Kim Bolton's Top Picks
FOCUS: Technology stocks
Remember back in early October when the major equity indices were in the midst of its first 5+ per cent pullback in over a year and the earnings season was about to start? The general tone in the market was that labour shortages, disrupted supply chains, and inflation were all causing havoc on the operating environment for companies and would provide a dreadful backdrop for the upcoming reporting period.
Early on in earnings season, though, we thought that while the headwinds that companies were facing weren’t immaterial, the fact that they were so front and centre in everyone’s mind, suggested that they were already largely priced in. Fast forward to the closing days of November and the worst fears of earnings season not only failed to materialize, but we’re actually just wrapping up one of the best earnings seasons since 2010.
Although we were early (and wrong) expecting a summer stock market correction, we believe U.S. Fed wariness of asset bubbles, combined with Biden/Yellen concerns about inflation (which threatens Senate BBB support, the timing of a debt ceiling bill, and the midterms), have changed market risk sentiment.
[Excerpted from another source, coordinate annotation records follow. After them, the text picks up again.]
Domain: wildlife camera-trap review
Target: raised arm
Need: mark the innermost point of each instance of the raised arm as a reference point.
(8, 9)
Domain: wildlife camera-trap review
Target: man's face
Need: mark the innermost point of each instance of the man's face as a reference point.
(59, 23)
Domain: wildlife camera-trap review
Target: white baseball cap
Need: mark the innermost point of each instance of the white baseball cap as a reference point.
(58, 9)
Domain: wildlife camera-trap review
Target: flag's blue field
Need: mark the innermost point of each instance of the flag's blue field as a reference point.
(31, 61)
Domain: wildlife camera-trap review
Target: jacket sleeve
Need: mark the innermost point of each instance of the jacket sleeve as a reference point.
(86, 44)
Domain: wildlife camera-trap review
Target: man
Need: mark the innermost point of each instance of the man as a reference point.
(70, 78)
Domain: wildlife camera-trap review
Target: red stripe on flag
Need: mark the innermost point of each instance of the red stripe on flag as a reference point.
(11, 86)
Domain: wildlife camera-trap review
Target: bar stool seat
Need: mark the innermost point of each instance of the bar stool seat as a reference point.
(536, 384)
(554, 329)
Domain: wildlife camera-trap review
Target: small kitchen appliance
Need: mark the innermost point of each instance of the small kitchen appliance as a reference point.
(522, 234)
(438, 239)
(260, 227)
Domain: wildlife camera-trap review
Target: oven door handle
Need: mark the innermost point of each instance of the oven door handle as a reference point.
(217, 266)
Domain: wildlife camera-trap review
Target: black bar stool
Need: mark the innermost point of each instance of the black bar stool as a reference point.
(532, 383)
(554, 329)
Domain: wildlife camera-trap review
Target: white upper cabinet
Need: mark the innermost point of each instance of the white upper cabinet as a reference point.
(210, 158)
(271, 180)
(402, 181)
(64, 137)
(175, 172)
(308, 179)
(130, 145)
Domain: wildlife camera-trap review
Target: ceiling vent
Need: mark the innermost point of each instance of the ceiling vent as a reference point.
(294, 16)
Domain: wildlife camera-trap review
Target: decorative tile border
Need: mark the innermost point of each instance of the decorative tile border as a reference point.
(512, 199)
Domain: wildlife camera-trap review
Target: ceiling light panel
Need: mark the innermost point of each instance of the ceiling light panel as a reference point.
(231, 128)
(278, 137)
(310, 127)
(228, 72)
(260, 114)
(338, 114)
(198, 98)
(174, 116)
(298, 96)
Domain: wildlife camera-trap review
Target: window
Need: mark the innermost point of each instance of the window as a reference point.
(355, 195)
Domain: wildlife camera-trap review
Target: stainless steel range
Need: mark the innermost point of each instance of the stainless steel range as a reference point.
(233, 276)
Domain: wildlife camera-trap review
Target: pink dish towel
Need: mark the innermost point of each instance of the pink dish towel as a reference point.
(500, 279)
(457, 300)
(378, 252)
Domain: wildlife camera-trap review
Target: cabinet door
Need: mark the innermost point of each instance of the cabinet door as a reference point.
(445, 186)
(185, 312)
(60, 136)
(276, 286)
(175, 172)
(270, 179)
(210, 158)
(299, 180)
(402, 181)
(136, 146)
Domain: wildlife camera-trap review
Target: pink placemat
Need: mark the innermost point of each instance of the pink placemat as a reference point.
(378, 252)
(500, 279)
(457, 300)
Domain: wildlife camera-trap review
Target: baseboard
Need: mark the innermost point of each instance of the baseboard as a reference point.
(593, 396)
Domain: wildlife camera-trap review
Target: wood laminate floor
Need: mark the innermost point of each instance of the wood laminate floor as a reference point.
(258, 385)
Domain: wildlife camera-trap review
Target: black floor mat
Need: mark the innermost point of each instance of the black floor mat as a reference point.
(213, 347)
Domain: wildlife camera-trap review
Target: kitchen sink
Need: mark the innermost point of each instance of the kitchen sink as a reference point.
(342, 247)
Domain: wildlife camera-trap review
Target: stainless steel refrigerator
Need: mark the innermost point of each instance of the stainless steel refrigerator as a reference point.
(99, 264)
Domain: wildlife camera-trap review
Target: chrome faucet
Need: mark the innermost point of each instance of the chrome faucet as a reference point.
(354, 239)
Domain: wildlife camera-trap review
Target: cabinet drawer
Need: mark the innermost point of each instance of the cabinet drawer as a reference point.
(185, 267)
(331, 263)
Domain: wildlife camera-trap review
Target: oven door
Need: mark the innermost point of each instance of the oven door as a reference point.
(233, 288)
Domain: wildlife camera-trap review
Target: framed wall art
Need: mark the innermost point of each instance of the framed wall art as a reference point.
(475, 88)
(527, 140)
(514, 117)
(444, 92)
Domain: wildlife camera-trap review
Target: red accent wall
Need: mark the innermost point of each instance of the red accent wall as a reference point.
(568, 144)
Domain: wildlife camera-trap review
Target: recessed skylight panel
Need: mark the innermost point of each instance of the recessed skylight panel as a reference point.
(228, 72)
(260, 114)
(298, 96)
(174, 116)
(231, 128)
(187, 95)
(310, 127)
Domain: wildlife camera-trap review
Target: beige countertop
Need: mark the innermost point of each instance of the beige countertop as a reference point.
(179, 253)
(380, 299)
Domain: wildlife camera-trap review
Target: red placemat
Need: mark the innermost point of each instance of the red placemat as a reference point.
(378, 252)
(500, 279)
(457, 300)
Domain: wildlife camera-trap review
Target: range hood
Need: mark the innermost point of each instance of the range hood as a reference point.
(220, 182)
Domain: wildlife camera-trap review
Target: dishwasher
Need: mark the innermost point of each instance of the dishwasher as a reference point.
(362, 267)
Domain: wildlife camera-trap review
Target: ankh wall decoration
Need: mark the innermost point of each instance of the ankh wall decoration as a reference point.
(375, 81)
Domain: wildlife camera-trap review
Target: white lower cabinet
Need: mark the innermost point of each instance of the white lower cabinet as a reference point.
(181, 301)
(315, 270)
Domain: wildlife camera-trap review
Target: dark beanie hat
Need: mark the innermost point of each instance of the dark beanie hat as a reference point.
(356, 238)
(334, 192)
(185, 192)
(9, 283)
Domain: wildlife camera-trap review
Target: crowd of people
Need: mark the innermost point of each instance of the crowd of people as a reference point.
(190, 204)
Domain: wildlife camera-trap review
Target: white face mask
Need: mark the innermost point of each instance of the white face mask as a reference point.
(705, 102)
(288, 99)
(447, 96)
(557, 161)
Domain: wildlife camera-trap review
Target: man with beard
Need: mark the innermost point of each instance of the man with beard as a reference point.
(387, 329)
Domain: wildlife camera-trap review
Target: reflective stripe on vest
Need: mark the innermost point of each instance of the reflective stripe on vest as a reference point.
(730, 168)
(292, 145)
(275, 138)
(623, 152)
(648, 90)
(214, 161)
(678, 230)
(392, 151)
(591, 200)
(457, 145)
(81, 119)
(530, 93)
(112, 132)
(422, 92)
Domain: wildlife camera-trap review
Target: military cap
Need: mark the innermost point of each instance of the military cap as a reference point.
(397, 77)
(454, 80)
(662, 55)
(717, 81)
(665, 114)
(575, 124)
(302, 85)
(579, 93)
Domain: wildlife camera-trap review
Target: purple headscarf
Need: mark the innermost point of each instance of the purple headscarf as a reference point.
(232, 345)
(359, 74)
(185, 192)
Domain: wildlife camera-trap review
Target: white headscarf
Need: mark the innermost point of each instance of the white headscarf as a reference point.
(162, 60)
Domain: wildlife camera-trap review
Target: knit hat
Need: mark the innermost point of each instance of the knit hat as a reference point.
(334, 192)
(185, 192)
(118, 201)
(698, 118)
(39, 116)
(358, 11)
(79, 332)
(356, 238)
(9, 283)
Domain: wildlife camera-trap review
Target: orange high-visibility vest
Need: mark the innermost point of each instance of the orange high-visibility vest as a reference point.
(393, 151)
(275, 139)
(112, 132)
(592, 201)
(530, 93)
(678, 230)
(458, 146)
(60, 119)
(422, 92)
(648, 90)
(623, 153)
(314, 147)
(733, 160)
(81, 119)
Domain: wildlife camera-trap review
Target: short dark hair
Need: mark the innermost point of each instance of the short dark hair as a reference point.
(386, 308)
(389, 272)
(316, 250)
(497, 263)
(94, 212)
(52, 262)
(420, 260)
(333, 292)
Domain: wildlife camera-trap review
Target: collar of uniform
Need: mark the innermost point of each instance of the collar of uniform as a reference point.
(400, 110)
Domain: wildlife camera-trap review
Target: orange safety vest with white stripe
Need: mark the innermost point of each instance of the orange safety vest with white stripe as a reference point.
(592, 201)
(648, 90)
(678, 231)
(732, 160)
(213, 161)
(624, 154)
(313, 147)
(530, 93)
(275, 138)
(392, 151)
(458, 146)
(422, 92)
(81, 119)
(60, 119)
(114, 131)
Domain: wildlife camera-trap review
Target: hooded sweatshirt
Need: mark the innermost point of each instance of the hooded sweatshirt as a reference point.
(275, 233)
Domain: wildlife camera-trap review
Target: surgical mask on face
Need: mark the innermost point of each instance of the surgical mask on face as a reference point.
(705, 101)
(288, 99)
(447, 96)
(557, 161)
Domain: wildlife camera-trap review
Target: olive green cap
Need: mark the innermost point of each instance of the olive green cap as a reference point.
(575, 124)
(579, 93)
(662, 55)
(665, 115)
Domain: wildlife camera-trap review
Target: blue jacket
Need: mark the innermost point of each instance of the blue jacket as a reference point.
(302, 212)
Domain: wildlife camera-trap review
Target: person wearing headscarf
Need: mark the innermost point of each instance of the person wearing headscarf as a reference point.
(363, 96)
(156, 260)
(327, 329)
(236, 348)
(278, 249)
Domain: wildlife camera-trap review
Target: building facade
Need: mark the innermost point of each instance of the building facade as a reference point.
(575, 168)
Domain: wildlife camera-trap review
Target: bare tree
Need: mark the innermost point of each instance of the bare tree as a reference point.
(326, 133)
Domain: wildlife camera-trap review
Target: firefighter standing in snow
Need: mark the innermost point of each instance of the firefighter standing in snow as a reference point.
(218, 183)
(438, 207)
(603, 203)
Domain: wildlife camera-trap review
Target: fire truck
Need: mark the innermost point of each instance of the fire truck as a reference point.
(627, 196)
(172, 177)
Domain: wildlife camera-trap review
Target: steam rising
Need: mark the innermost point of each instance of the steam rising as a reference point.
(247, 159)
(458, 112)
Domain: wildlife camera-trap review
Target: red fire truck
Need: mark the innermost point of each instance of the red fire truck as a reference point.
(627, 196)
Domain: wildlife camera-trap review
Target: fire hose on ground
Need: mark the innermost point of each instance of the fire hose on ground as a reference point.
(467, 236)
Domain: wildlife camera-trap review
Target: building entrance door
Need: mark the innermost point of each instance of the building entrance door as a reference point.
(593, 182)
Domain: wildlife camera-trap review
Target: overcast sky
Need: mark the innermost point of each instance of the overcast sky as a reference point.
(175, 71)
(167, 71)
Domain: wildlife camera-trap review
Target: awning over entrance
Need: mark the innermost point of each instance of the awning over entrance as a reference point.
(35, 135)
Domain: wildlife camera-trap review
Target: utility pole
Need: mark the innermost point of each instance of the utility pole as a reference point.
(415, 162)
We calculate that a bubble driven by current central bank real yield repression may take the S&P 500 from the current 4,700 to 5,500 mid-2022 and 6,750 by mid-2023, creating a systemic risk when it bursts. The solution is a moderately more hawkish Fed tilt which raises the real 10Y real (TIPS) yield, strengthens the dollar, lowers inflation, tightens financial conditions and reduces valuation for this over-extended market. We’re not sure how deep the current stock market correction will be, but we are sure stock markets are very vulnerable to downside pressures.
In this environment, we have positioned the BSD Global Tech Hedge Fund with the expectation of more market volatility; the Fund is 85 per cent invested across a couple dozen tech vendors and tech end-users, with a 75 per cent short equity indices hedge on the invested stock portfolio, that will incrementally grow (with a ‘laddered’ Nasdaq put option position) if the market deteriorates.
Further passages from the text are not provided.